The issue was exemption planning and the question was whether instituting an IRA and funding it for the current year before filing was a transfer, and if so, would it be objectionable to a Chapter 7 trustee. We went several rounds of email question and answer before she became comfortable with my view that it was perfectly acceptable bankruptcy planning where we both practice.
What I worry about is new bankruptcy lawyers plunging in without worrying a little. I see a little worry about the issue as highly appropriate when you have only a nodding acquaintance with the Code and a deep dependence on bankruptcy software. And I applaud young practitioners who are willing to admit their uncertainties and seek input from those more experienced. There is no reason that a law degree or even experience in other fields of law should make you instantly competent at consumer bankruptcy law.

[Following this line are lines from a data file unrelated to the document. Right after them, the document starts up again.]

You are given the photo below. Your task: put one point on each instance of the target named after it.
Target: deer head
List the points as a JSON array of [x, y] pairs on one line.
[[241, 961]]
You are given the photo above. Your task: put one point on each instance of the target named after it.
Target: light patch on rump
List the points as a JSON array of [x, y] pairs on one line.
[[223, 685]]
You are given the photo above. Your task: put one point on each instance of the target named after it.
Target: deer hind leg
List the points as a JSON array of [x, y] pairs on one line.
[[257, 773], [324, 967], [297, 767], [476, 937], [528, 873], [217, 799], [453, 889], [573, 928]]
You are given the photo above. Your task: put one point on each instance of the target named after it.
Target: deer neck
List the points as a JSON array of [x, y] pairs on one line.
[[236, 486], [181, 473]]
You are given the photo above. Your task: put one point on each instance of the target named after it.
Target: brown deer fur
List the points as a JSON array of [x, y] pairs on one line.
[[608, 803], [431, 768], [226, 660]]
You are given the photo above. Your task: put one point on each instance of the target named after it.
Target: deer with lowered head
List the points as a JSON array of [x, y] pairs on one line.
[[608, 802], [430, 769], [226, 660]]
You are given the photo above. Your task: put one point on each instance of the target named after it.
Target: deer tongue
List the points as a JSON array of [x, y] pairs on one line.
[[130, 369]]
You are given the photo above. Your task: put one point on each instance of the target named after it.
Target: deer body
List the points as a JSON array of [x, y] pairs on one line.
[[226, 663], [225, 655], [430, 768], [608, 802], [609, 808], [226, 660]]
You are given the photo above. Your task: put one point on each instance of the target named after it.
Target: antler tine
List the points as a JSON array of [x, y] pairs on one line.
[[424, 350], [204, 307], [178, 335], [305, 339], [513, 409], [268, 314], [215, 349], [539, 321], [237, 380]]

The longer I practice, the more nuances and pitfalls I see in the facts my clients bring to bankruptcy. I shudder sometimes for the fact I’ve practiced as long as I have without previously seeing and appreciating some newly obvious wrinkle in the law.
My response to the young lawyer was that a little worry was healthy; too much worry was paralyzing. Where the line between the two is, I can’t say.
My best advice: dig out all the facts; think them through, and read the code sections that apply; be respectful of just how complex this practice can be; and keep learning. It is a marvelous undertaking for a lawyer.